Filmmaker Adam Taylor approached Joiner about making a short opera film in 2015 and Connection Lost (The Tinder Opera) was released on April 18, 2016. The work received a positive review from Schmopera.com and was an official selection of the Orlando Film Festival, the Nickel Film Festival and many others. It was also screened at Cinemartini at The Downtown Independent in Los Angeles. The film won Best Musical Comedy Short in the Inaugural London-Worldwide Comedy Short Film Festival and was presented at the cell Theater in NYC by the Center for Contemporary Opera along with the live US premiere of Eric Salzman's one-woman opera Cassandra. Opera Carolina staged the work as part of an event for National Opera Week, alongside A Hand of Bridge by Samuel Barber and The Telephone by Gian-Carlo Menotti.

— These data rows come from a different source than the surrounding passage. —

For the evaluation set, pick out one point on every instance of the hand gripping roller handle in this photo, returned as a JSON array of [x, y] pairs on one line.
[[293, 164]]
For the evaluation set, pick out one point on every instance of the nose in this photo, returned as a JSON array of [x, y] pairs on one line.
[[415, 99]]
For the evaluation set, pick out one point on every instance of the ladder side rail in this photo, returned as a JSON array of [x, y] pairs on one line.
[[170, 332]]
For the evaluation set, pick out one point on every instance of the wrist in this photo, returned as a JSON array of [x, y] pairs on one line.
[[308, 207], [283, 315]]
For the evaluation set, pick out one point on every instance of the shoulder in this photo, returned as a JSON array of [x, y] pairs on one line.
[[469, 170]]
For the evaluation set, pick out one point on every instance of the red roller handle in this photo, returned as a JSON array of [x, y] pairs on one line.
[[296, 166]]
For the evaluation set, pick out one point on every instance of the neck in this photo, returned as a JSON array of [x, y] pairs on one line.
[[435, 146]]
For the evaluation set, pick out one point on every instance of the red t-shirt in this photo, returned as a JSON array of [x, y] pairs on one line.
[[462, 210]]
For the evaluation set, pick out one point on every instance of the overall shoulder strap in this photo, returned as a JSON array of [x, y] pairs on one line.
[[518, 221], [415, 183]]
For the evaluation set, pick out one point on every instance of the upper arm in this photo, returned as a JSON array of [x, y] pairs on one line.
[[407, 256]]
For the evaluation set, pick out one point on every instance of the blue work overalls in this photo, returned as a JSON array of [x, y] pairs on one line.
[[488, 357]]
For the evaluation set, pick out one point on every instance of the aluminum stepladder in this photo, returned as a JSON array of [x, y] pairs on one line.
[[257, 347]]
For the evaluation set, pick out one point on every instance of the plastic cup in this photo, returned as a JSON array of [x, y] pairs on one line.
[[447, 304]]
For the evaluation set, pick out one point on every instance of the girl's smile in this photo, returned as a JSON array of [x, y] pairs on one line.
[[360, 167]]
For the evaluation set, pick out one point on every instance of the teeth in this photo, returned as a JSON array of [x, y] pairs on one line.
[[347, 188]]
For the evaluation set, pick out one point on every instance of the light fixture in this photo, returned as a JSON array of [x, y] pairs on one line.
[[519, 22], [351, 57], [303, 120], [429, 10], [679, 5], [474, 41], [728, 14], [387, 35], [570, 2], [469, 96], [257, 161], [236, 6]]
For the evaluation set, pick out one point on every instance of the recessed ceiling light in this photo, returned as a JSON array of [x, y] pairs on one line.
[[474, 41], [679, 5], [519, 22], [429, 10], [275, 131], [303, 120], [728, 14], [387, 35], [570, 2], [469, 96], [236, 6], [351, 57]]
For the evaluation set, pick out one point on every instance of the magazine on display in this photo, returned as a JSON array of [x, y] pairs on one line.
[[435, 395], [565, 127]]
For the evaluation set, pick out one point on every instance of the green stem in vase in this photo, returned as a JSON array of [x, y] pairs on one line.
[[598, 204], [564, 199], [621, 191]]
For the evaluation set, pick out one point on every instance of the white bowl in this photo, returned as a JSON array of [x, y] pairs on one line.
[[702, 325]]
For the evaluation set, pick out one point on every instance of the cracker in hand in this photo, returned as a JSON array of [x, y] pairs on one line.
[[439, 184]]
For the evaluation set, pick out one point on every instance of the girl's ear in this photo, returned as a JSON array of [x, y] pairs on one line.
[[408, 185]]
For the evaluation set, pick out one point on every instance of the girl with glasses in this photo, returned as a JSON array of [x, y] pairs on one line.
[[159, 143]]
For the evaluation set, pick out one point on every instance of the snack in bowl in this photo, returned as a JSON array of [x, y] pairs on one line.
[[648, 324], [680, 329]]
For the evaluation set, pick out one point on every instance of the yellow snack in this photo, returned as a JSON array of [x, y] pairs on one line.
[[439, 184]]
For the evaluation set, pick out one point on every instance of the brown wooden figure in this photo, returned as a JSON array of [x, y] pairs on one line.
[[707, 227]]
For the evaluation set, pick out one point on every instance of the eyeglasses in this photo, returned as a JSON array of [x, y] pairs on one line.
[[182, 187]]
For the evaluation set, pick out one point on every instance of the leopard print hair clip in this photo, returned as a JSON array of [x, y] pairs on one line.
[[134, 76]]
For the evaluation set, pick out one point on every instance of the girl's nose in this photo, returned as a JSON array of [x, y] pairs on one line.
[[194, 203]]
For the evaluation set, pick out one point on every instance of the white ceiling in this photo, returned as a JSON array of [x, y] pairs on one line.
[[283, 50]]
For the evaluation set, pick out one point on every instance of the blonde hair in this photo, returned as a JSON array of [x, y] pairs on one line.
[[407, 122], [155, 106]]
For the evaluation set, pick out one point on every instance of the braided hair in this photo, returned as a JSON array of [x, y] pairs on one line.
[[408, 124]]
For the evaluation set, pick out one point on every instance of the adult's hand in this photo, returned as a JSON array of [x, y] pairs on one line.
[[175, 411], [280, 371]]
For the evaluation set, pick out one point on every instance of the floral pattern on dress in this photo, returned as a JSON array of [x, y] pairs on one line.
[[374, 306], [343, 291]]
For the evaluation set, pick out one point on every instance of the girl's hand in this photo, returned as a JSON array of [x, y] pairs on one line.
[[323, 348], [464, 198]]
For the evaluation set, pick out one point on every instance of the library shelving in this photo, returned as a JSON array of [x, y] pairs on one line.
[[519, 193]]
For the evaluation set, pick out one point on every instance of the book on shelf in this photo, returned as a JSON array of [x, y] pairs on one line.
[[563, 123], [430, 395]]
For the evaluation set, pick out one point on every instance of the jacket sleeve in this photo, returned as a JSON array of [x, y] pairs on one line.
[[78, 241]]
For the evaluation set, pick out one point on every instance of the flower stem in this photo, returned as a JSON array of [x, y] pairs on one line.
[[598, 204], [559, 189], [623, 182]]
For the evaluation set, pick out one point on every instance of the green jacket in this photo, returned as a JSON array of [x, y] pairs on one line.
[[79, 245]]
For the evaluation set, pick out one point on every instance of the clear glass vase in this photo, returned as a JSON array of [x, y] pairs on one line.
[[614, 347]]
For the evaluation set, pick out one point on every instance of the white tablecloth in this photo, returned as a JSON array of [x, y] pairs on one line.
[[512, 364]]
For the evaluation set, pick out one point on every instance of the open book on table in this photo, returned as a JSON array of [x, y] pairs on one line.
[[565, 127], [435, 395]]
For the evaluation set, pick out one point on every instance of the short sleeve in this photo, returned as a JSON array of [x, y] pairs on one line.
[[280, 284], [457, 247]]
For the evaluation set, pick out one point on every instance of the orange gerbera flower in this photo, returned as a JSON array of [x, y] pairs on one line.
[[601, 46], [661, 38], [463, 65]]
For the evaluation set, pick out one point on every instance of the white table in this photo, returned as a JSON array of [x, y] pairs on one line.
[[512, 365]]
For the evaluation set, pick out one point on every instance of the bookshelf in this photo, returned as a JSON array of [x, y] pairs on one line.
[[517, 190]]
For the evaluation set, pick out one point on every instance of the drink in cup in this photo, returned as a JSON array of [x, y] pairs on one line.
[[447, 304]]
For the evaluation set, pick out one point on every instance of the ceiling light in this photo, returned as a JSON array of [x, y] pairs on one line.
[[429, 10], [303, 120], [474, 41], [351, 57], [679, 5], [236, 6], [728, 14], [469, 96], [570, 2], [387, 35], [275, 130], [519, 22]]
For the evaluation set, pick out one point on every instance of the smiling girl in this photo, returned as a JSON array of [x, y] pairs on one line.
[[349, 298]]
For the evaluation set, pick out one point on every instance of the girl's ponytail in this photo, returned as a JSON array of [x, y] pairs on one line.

Taylor and Joiner released their second film, Something Blue (L'opera del Bachelor) in December 2016. The film was an official selection of the 2017 Indianapolis International Film Festival, and was nominated for Best Score in a Short Film at the Southampton International Film Festival. Their third and final collaboration, The Bridesmaids was their first work intended directly for the stage and was premiered at the Odeon Theater in Vienna, Austria as part of the Vienna Summer Music Festival in June 2018, conducted by Kristo Kondakçi and directed by Arisa Sullivan and selections from the opera were featured at the Laurie Beechman Theatre.

Joiner wrote classical and orchestral pops arrangements for A Night of Opera and Couture at Zankel Hall, serving as music director and conductor in 2018. In October of that year the Music Committee at the National Arts Club featured Joiner, hosting an evening of his operatic works followed by a conversation with the composer. For The New York Baroque Dance Company, Joiner composed Prelude to Invention: Mode and Motion, which was premiered at the 92nd Street Y (Harkness Dance Center) with choreography by Catherine Turocy in November 2018. Joiner's first choral composition, The Golden Hour with text by K.C. Wolfe was commissioned by Eckerd College where it was premiered in 2019 by the Eckerd College Concert Choir, led by Brent Douglas.